I have no problems whatsoever with games that use Pay to Win business models. Anyone having issues with companies using this business model should just stay away from them.
It's really that simple. Gaming companies want to make money, and they're free to decide how they want to make money. As customers we get to choose if we want to play by their rules or not.
It differs from implementation to implementation. I love some models, like World of Tanks, where i buy premium for one month if i'm in the mood for playing. I strongly dislike the models where, if you do not play for 2-3 months you fall behind, and it also costs you a few hundreds per month to play.

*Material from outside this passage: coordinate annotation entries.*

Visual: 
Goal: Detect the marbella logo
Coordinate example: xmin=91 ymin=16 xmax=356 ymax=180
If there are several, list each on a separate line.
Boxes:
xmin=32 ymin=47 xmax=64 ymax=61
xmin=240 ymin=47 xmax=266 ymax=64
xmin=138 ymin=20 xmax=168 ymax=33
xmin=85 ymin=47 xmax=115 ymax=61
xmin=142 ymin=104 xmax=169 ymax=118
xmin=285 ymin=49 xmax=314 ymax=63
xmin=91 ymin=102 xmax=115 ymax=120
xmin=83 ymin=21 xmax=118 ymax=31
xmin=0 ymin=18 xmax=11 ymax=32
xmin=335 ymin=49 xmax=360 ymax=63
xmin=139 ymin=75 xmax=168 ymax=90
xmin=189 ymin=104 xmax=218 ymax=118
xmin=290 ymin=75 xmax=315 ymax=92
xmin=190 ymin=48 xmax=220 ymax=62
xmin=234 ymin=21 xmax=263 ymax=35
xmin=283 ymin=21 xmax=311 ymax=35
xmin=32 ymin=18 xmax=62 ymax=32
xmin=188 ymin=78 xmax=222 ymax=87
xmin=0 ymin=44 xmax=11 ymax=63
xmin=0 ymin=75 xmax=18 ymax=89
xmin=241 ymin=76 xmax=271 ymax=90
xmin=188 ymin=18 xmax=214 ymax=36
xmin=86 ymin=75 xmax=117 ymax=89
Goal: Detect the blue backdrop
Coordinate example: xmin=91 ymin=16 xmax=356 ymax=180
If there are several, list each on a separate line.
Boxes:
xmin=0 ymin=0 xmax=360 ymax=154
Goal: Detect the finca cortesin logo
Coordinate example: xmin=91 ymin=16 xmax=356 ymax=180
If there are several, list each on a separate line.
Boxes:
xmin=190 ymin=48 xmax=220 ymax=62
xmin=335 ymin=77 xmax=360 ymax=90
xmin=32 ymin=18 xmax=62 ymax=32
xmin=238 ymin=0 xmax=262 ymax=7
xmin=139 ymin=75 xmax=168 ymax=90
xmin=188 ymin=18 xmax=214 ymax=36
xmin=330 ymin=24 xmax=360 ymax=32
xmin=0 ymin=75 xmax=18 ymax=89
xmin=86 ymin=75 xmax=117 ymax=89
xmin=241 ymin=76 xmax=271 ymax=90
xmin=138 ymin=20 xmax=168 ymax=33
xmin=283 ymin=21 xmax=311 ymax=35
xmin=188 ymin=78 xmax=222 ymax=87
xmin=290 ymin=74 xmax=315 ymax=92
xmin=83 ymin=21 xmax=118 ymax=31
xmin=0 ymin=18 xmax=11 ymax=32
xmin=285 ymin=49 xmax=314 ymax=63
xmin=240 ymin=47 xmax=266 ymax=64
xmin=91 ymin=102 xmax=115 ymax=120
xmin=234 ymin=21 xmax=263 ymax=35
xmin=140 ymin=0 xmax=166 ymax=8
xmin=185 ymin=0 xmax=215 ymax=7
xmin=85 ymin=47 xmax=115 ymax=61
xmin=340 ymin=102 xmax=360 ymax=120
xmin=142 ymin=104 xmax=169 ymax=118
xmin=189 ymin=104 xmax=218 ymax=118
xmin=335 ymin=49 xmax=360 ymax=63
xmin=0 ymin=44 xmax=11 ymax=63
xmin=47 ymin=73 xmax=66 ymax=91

From the pay to win category, there was no game that i could not stay away from, except Atlantica Online. For me, this game represents an extreme example of what greed means. You need 30 bucks for convenience items every month, and probably a few hundred more if you want to stay competitive (gamble boxes, 10 bucks each, about 1/40 chances to get the item you want - no, i'm not kidding). On the other hand, the game is absolutely fantastic: deep, complex, addictive, probably the game many people would play forever if it had a subscription option.
It is easy to get sucked in, until you realise what's going on, until you figure out that, after you spend those 200 bucks to get that "great" mount, in 2 weeks time a new, better mount is sold, and yours becomes almost worthless. That's why less and less people are playing. I'm really sad that such a gem of a game will die pretty soon just because of Nexon's greed.
If it is possible to pay for an advantage over another player then the game is pay to win even if the advantage is small.
Paying money to save time is not pay to win unless it is extremely agregious. (For example some systems allow a in game monster dropper currency to be exchanged for the premium currency by players. So while the rarest items are technically farmable by farming in game currency -> buying the premium currency and buying the item advantage, the ratio to do so is incredibly incredibly high).
Paying money for cosmetic stuff is awesome but there are very very few games that stick to this as the only cash shop category and generally add pay for convience or pay to win.
I hear alot of you yelling "burn F2P, kill it, dont support it" and many other things like that.......the fact is most of the gamers (*think) that F2P is actually cheaper then paying 15 bucks a month sub and keep pumping money in those F2P games....they make more money then subbed games do.
* yes they THINK its cheaper....my own expirience here is GW2, GW2 is the first F2P game i even touched and it has me spending about 20 to 30 bucks for stuff instead of the usual 15 a month for a full game......so if you look at it....F2P is more expensive then subs anyways.
ps: i know i dont have to buy keys for chests or dye upgrades but thats what i like (customizing my character) and in GW2 that costs alot of money.